Orthogonal wrote:I'm not going to get into human consciousness, there is just way too much speculation and we don't have enough data to really scratch the surface here.
Aristarchus wrote:It does appear that one could argue that there is a development of consciousness acting upon Homo sapien sapiens to manifest within an environment that has been cultivated to nurture this kind of social evolution. I could explain this further, but I really need to know where you're taking your argument.
In my view the kind of social evolution that takes place on the human scale does offer a unique role for the latter in the Animal Kingdom.
JaJa wrote:The fact that human beings 'think' they have rule over the world because they control the food chain, technology and other species on the planet they have placed themselves "top of the metaphorical evolutionary tree" by default. This is not a subjective assertion - it is an objective fact.
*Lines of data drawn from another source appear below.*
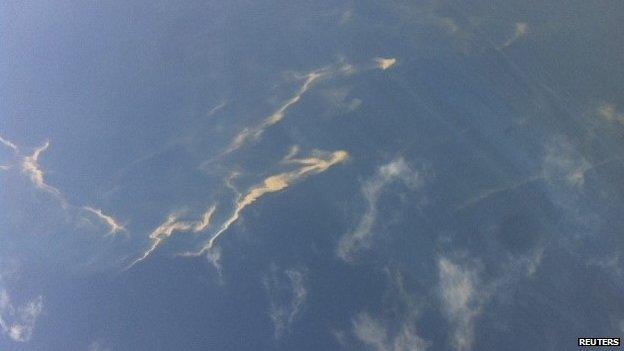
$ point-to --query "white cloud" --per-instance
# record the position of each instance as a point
(374, 334)
(360, 238)
(385, 63)
(30, 166)
(287, 294)
(112, 223)
(18, 323)
(8, 144)
(217, 108)
(173, 225)
(318, 163)
(461, 301)
(254, 133)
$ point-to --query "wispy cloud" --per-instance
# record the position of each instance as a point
(171, 226)
(8, 144)
(460, 299)
(217, 108)
(375, 334)
(113, 225)
(521, 29)
(385, 63)
(318, 163)
(397, 333)
(360, 237)
(30, 166)
(251, 134)
(287, 294)
(18, 322)
(254, 133)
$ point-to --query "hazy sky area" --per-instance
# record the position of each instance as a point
(318, 175)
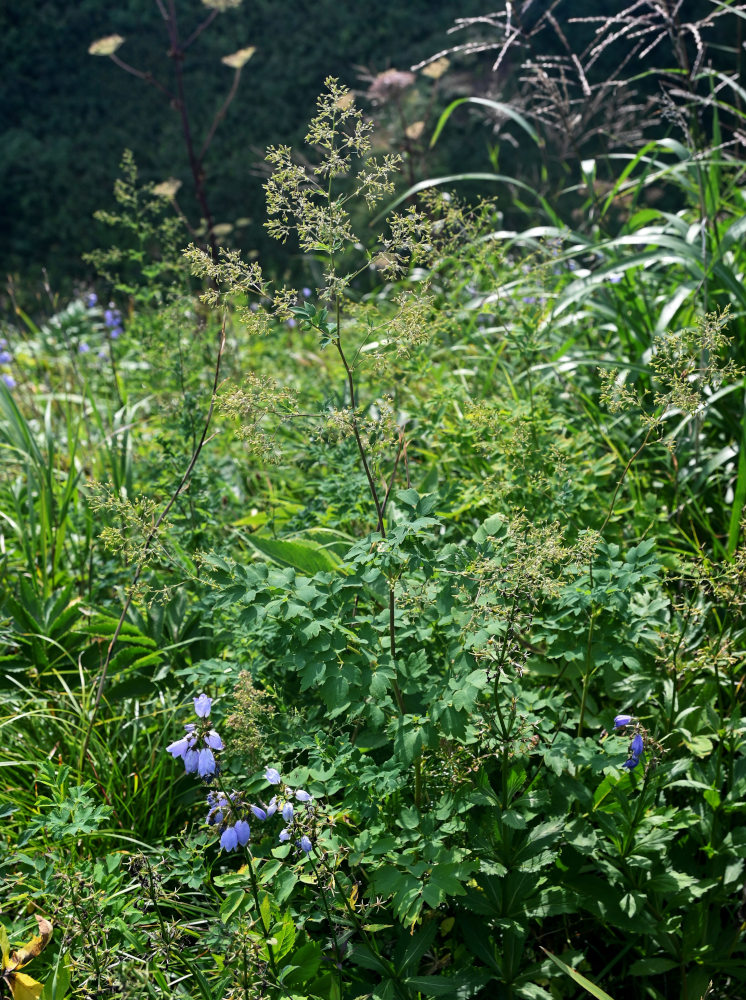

Do I think humans deserve to be in this position - no.
Orthogonal wrote:Maybe we can agree to describe it this way.
Objective Fact: Humans are the most dominant species on the planet.
Subjective Assertion: Humans are the most evolutionarily advanced species.
Seasmith wrote:Elaborate for me what you are thinking when you declare that "light" is the organizing factor behind DNA. Let me phrase the question thus: What is it about light that asserts, provokes, or otherwise dictates the specific ordering of DNA? Or perhaps like this: What is informational about light action upon DNA [in the natural sense, not the laboratory laser sense
webolife wrote:That quote was from me, not seasmith. I'd be happy to receive a pm from you JaJa.
webolife wrote:JaJa,
Elaborate for me what you are thinking when you declare that "light" is the organizing factor behind DNA. Let me phrase the question thus: What is it about light that asserts, provokes, or otherwise dictates the specific ordering of DNA? Or perhaps like this: What is informational about light action upon DNA [in the natural sense, not the laboratory laser sense]?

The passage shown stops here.